Je pus enfin admirer la beauté d’Orialis grâce à la lumière du jour filtrant à travers la canopée. Sa chevelure, d’un vert éclatant, et sa peau teintée de jade donnaient l’impression que de la chlorophylle circulait dans ses veines.
– Je ne pense pas qu’il soit prudent que tu repartes seule, Orialis, déclara Avorian.
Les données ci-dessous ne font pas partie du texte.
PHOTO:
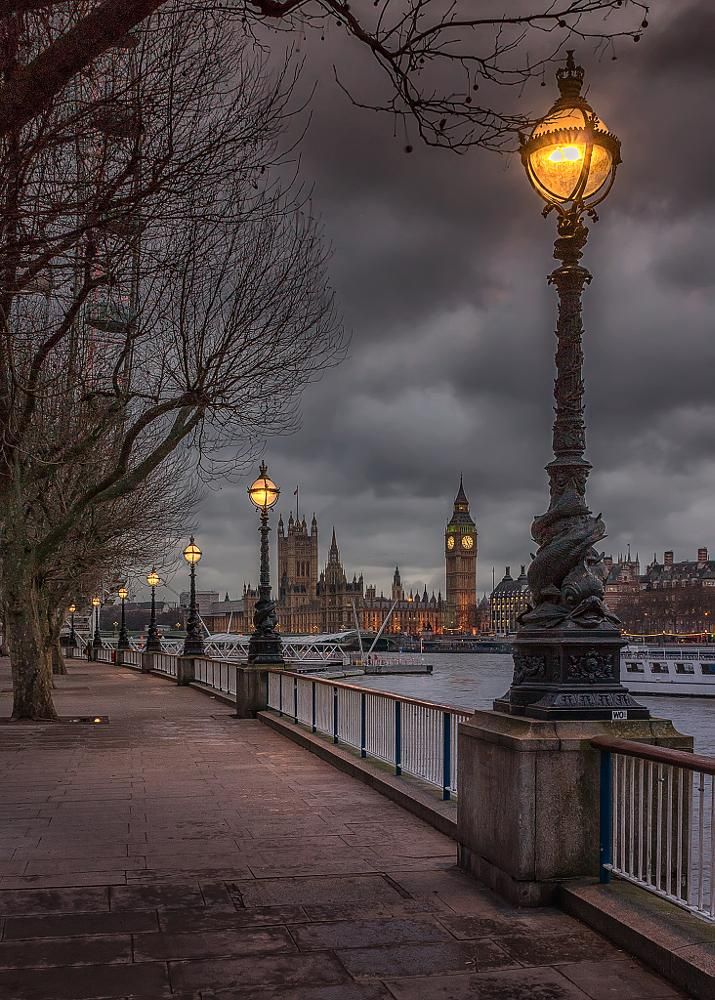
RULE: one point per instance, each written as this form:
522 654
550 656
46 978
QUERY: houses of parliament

– En effet. Et puis, maintenant que je ne suis plus leur prisonnière, les Métharciens ne pourront pas réclamer notre Pierre. J’ai une dette envers vous. À mon tour de vous rendre service. Vous vous rendez au Royaume de Cristal, moi aussi, alors faisons route ensemble.
– Tu t’y rends sans la Gardienne ? demandai-je, perplexe.
– Grâce au message d’Arianna, elle va pouvoir me rejoindre là-bas avec notre joyau. Je connais bien Lillubia. Autrefois, lorsqu’elle n’était pas encore habitée par les ombres, cette forêt resplendissait. Mon peuple y célébrait des rites en l’honneur de la nature. Je vous servirai donc de guide. On se rend directement au Royaume de Cristal, sans s’écarter du chemin, d’accord ?
– Mmh, difficile à prévoir ! ironisa Avorian, me lançant un regard entendu.
J’avais envie d’éclater de rire. Avorian. Le roi des détours !
– Restons sur nos gardes, les Métharciens doivent déjà être à notre recherche, ajouta-t-il, le visage sérieux.
Je n’avais pas remarqué dans notre sombre cachot que ma tunique était maculée de mon propre sang. Je demandai aux autres de m’attendre le temps de me changer. J’optai pour un pantalon souple marron avec un haut beige.
Au prochain point d’eau, il faudra que je nettoie tout ça.
Nous reprîmes le chemin en suivant Orialis. Elle paraissait sûre d’elle, empruntant des chemins étroits, sinueux. Elle s’arrêta un instant, à l’un des rares endroits où les rayons du soleil perçaient la cime des arbres. Ses antennes dorées scintillèrent soudain, comme si elles s’imprégnaient de lumière.
– Que fait-elle ? soufflai-je à Avorian.
– Elle se nourrit de photons. Ils sont essentiels à la survie des Noyrociens. Et j’imagine que dans ce sombre cachot, ses réserves se sont épuisées. Orialis doit être incroyablement robuste et courageuse pour avoir survécu si longtemps. Tout comme toi, ma petite Nêryah.
Avorian me serra dans ses bras.
– Je n’aurais pas pu supporter de te perdre, souffla-t-il.
– Au moment où j’allais passer dans l’au-delà, j’ai entendu votre voix. Vous êtes vraiment mon guide. Mais… c’est Sèvenoir qui m’a ramenée. Je l’ai vu dans les étoiles. Je ne comprends pas.
Le regard du mage s’assombrit.
– Il t’a sauvée en projetant son esprit pour te rejoindre dans les limbes… c’est une technique extrêmement dangereuse. Mais tu ne te trompes pas : j’ai ressenti son énergie auprès de nous.
– Comment a-t-il pu savoir que j’étais entre la vie et la mort ? Comme si nous étions liés…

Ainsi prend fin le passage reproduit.